Je me souviens qu’on a fini par rouvrir la vaste pièce conjugale et mortuaire où s’étaient accomplis les mystères essentiels de la vie Le soleil y entrait de nouveau à flots Elle n’avait plus aucun intérêt Elle ne recélait plus les mystères de la mort Ni les senteurs moites et entêtantes du corps de la femme et de ses atours...».

Le père un instant évincé du premier scénario ne réapparaît-il pas dans ce reflet diabolique, réintroduisant une triangulation et du même coup la menace de castration ? Autre variation qui vient confirmer cette interprétation, à la fin du roman lorsque Artigas, attaqué par une bande de voyous, agonise :

« De nouveau s’ouvrait devant lui la perspective de ce couloir interminable. Au bout, dans la pénombre, la porte toujours close. Il rampait, haletant, convaincu qu’il arriverait un moment où cette porte s’ouvrirait. Qu’il fallait tenir jusqu’au moment où cette porte s’ouvrirait.

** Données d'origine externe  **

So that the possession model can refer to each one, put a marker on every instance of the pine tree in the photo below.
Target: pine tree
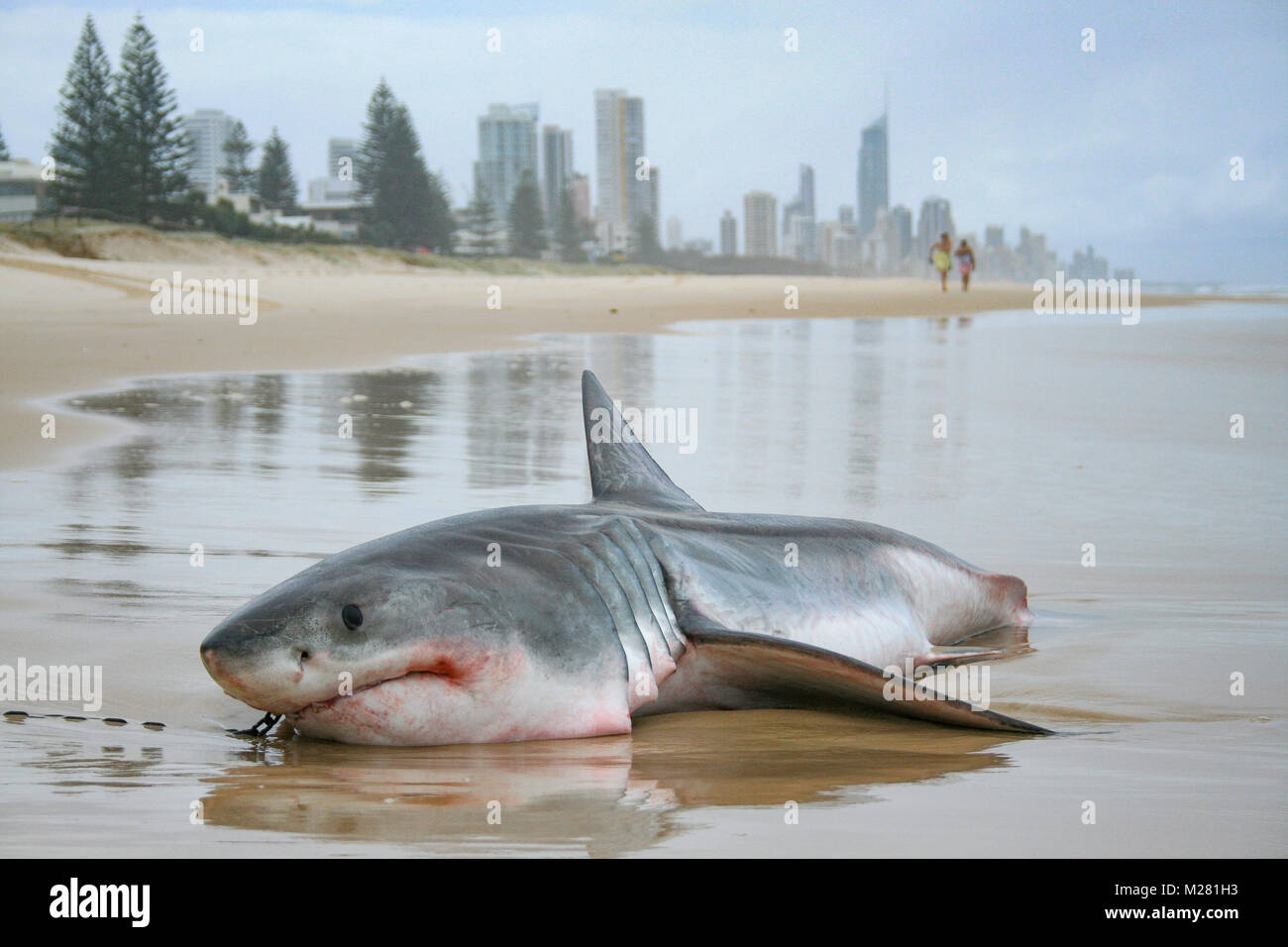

Que la vie qui le fuyait à grands bouillons de sang en teintant de rouge le tapis de ce long couloir, que la vie n’aurait pas de sens avant que cette porte ne s’ouvrît. Et voilà. Il vient de relever encore une fois la tête, il vient de faire un effort épuisant pour s’appuyer sur ses coudes afin de gagner quelques centimètres, de se rapprocher ne fût-ce que de quelques centimètres de cette porte close, et voilà qu’elle s’ouvre, précisément. Ouverte la porte close sur le mystère troublant de la mort. Ouverte la porte de la chambre funéraire où je vais enfin pouvoir m’allonger sur le grand lit conjugal. Et dans la glace lunaire de l’armoire il n’y aura plus l’ombre fugace du diable. […] Il n’y aura que le reflet de mon corps allongé sur le lit mortuaire. Je serai enfin revenu dans le sein maternel. Dans le giron maternel de ce lit conjugal et mortuaire où s’allongea jadis le corps sans vie de ma mère. Dans le sein maternel de la mort qui me poursuit desde que he nacido. Ou que je poursuis depuis que je suis né. Depuis le premier jour de ma vie. Mais je regarde cette porte ouverte, ce trou de lumière orangée dans la nuit sans fin du couloir. Tout ce qui me reste de force se concentre dans ce regard. Et mon crâne va éclater, ma vie va s’écouler finalement par mes yeux qui se vident de toutes les beautés du monde. Ma vie n’est plus que l’ombre vacillante de ce regard ultime sur l’encadrement lumineux de cette porte. Enfin. Enfin je vais savoir » (1981, pp.579-580).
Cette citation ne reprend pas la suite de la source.